Pero el drama entra en escena, cuando Eloísa (madre de familia) sufre algún tipo de difusión psíquica. En un principio como forma de protección y luego por ser ésta una enfermedad que no estaba bien vista por aquellos años; Eloísa es recluida al altillo de la casona, sin la posibilidad de interactuar con el mundo exterior.

 

tezanos-pinto-12

 

Su enfermedad produce un extensa letargia, hasta que finalmente falleció en aquel ático. Y hasta aquí la historia, ahora comienza el mito o leyenda que ya sea por su paso de boca en boca o por registros diversos ha ido cobrando fuerza y comenzado a convertirse en una ficción que superó, en cierto aspecto, a la realidad misma.

 

Se dice… que al morir Eloísa fue enterrada en el sótano de la vieja casona, ya que no existen registros de sepultura en los cementerios aledaños. Y hoy su cuerpo descansa bajo los escombros que aún quedan como recuerdo viviente de aquella lujosa e imponente estancia.

 

Por esta razón, algunos aseguran haber detectado apariciones, extrañas psicofonías y hasta ciertos contactos físicos inexplicables, pero de los que existen archivos audiovisuales que lo denotan.

 

tezanos-pinto-15

 

Cuando suceden estas cosas, uno siente que debe experimentarlo con su propio cuerpo o verlo con sus propios ojos para creerlo.
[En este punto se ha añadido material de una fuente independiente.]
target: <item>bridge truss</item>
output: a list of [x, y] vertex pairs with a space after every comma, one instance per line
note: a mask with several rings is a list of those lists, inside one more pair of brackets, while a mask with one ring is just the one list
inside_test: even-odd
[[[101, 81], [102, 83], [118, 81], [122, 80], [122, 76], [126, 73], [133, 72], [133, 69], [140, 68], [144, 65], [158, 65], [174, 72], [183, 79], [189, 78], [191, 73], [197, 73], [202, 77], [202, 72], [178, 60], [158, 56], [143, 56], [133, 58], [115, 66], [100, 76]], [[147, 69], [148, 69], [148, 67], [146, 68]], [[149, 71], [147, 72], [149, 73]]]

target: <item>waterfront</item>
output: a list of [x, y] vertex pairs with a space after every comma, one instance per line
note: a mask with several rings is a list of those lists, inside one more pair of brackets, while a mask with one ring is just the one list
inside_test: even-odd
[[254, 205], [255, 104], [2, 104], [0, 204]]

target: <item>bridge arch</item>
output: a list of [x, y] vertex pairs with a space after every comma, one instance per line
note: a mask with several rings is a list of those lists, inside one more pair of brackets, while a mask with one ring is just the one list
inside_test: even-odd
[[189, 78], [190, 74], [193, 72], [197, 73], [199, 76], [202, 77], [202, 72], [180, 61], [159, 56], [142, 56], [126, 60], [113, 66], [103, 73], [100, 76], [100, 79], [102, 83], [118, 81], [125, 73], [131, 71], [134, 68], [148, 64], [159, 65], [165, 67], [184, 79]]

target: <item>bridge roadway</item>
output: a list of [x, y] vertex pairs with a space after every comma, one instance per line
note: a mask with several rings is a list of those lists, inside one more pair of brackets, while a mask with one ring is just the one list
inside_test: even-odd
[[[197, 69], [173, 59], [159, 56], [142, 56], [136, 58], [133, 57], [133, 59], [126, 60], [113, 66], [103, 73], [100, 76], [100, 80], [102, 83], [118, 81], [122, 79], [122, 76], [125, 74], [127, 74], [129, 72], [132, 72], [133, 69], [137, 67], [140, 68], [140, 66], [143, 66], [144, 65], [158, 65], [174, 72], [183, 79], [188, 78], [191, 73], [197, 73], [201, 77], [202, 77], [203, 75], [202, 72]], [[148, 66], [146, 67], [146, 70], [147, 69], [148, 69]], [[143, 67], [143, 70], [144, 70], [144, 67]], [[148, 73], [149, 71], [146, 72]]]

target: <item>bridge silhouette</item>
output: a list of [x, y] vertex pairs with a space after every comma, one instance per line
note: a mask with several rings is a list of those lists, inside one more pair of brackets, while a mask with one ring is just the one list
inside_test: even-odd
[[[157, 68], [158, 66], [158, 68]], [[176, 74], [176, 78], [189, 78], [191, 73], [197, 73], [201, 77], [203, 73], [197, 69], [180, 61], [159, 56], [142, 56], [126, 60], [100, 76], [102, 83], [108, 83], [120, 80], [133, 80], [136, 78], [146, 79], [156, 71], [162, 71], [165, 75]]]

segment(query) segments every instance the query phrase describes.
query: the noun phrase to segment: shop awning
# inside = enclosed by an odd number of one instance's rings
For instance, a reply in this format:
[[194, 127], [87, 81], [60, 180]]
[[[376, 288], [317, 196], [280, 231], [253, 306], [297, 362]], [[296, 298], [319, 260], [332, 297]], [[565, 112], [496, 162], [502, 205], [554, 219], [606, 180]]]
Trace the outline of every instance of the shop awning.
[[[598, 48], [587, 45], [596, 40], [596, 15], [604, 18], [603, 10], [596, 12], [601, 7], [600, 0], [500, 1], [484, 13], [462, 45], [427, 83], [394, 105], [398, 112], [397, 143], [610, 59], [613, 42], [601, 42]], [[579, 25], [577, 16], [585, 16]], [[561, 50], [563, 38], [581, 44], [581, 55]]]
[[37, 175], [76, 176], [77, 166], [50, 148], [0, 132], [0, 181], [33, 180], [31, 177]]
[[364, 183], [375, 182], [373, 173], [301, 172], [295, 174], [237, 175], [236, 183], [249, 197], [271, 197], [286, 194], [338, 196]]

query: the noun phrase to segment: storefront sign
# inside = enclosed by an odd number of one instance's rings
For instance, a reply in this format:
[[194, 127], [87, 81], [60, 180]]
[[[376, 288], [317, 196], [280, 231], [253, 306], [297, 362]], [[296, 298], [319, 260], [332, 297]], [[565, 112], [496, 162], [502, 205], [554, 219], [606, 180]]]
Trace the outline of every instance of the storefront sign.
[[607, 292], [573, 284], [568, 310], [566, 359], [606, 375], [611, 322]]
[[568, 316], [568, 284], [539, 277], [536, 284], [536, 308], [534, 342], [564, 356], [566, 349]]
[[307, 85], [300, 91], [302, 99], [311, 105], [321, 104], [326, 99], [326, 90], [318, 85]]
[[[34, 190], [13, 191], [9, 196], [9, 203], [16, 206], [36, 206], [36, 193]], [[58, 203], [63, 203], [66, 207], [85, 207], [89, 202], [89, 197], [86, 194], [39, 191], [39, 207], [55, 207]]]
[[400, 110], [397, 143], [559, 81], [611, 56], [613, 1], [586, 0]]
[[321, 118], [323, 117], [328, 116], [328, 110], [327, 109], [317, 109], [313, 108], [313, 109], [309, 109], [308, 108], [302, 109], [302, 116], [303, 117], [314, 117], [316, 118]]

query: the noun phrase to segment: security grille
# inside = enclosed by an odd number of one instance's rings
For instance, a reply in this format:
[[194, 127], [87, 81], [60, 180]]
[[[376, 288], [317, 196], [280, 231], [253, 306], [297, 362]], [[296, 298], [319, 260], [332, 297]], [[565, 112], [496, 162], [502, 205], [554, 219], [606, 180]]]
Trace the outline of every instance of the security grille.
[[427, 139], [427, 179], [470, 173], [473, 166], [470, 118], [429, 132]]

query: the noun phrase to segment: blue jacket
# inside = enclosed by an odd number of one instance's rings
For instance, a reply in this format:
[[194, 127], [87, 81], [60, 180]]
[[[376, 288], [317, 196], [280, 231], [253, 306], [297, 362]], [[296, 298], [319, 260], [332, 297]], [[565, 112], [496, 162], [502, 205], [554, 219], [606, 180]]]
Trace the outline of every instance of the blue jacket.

Sin embargo, parapsicólogos que analizaron el lugar aseguran que allí existe un denominado portal bidimensional que permite la interacción entre dos planos diferentes, pero en tiempos reales.

 

A ciencia cierta podemos decir que actualmente en el lugar solo quedan las ruinas de aquella hermosa casona. Los vándalos han arrasado con cuanto material arquitectónico de valor han podido y las mismas expediciones nocturnas, por lo que se entiende como la leyenda de la zona, han profundizado y acelerado el deterioro del lugar.

 

tezanos-pinto-11

 

Una verdad que duele y no les agrada en lo más mínimo a sus antiguos moradores, que parecen enfurecer con todas sus fuerzas cuando los habitantes de la gran ciudad llegan con sus cámaras, trípodes o grabadores a inspeccionar el lugar, sea el momento del día que sea.

 

Hay un dicho que dice: creer o reventar… por si acaso uno decide nunca cerrar las puertas del todo a lo desconocido. Tal vez este misterio quede allí, para siempre, en Tezanos Pinto y sea guardado en lo más profundo de su esencia, o tal vez algún día la ficción nos demuestra que superó la realidad, una vez más.